If our political leaders continue to belittle public service, hollow out government institutions, and put patriotic Americans in the crosshairs of our culture wars, bureaucratic drift and dysfunction will become a self-fulfilling prophecy, and the gap between citizens and the state will only grow.

Second, our leaders need to speed up our institutions’ reform. We can’t simply dismiss political attacks as the work of the ignorant and mean-spirited. While many of those critiques may be unfair and ill-informed, they’re not without foundation. The hiring practices of the federal civilian service are badly outdated. The workforce is top-heavy generationally: More than one-third of federal employees are eligible for retirement in the next five years, and only 6 percent are under 30. The rules and processes of personnel systems are creaky and cumbersome. Recruitment and retention — especially in high-priority skills such as science and technology — are growing problems, and too many agencies drown themselves in red tape. That’s hardly an effective advertisement for public service.
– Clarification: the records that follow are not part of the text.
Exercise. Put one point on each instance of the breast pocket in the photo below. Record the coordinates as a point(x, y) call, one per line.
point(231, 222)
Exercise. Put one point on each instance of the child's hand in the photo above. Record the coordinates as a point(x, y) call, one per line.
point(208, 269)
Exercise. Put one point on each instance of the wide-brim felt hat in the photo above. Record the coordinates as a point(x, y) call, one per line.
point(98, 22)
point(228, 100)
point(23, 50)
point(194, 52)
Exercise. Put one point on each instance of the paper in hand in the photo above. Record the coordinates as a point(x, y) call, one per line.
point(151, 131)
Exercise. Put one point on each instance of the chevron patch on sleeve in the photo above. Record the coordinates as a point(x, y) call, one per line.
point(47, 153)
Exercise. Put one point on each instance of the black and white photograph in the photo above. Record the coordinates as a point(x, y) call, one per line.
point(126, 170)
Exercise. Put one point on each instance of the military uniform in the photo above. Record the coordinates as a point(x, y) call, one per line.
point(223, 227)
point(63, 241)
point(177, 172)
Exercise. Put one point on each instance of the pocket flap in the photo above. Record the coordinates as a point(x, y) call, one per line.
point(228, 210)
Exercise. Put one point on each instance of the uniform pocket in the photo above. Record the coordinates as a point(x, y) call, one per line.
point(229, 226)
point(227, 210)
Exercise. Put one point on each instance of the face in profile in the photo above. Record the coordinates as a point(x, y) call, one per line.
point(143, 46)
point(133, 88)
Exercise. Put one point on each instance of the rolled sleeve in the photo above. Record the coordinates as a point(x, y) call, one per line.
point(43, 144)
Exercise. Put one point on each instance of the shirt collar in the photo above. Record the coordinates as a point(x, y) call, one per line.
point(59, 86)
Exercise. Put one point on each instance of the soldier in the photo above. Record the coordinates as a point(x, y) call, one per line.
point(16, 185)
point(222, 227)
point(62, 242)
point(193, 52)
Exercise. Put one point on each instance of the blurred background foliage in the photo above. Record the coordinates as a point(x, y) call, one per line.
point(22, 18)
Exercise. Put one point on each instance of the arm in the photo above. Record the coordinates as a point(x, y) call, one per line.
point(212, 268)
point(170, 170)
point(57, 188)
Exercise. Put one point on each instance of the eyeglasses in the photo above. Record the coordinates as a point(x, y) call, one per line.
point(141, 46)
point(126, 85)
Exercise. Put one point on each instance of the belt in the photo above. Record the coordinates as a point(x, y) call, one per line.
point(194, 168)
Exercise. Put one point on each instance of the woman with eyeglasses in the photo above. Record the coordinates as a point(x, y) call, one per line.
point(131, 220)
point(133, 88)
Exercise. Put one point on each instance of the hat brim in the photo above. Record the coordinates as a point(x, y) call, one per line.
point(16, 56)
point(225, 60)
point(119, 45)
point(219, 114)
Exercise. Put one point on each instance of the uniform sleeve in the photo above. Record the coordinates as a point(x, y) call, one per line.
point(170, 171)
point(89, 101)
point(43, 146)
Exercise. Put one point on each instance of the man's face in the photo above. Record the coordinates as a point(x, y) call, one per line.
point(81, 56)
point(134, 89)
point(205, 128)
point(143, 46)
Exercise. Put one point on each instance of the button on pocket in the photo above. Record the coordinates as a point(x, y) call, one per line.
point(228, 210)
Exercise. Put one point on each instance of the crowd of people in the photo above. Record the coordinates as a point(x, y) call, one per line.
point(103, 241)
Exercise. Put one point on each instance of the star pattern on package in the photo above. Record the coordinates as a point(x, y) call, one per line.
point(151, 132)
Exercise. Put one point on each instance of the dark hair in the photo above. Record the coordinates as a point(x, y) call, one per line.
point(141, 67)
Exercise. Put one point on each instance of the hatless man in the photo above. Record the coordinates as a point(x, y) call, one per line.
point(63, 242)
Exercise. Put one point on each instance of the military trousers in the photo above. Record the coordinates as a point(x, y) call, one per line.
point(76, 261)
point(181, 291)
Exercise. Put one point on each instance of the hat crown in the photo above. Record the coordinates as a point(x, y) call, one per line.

Finally, this is a moment to think big about public service, to help repair the disconnect between citizen interests and the wider national interest. Without stepping into the constitutional and budgetary minefield of mandatory national service, the commission suggests creative ways in which a “culture of service” could be elevated in the United States. That starts with a revival of serious civic education in our schools — not an insignificant priority for a society in which one out of five adults can’t identify any of the three branches of government. The report also calls for exponential growth in existing service and volunteer programs, including public enterprises such as AmeriCorps and private organizations such as Teach for America. The pandemic experience ought to lead to new national service programs, a public-health reserve corps, for example, and a similar disaster-relief initiative to cope with the harsh realities of a changing climate.

A new administration could also increase incentives for public service, both as a career and in shorter periods of engagement. Those could include an array of educational and economic benefits: greater loan repayment or tuition assistance; GI bill–like programs, based on the length of committed public service; and ROTC or JROTC-like programs to promote interest in civilian service.

Imagining the rebirth of public service is easier than realizing it. Inertia is a stubborn antagonist. Resource constraints will be even more severe after the pandemic, and the bandwidth of a new White House even more constricted. But it is also difficult — during this once-in-a-generation public-health, economic, and political calamity — to recall another moment when the call to serve was more important.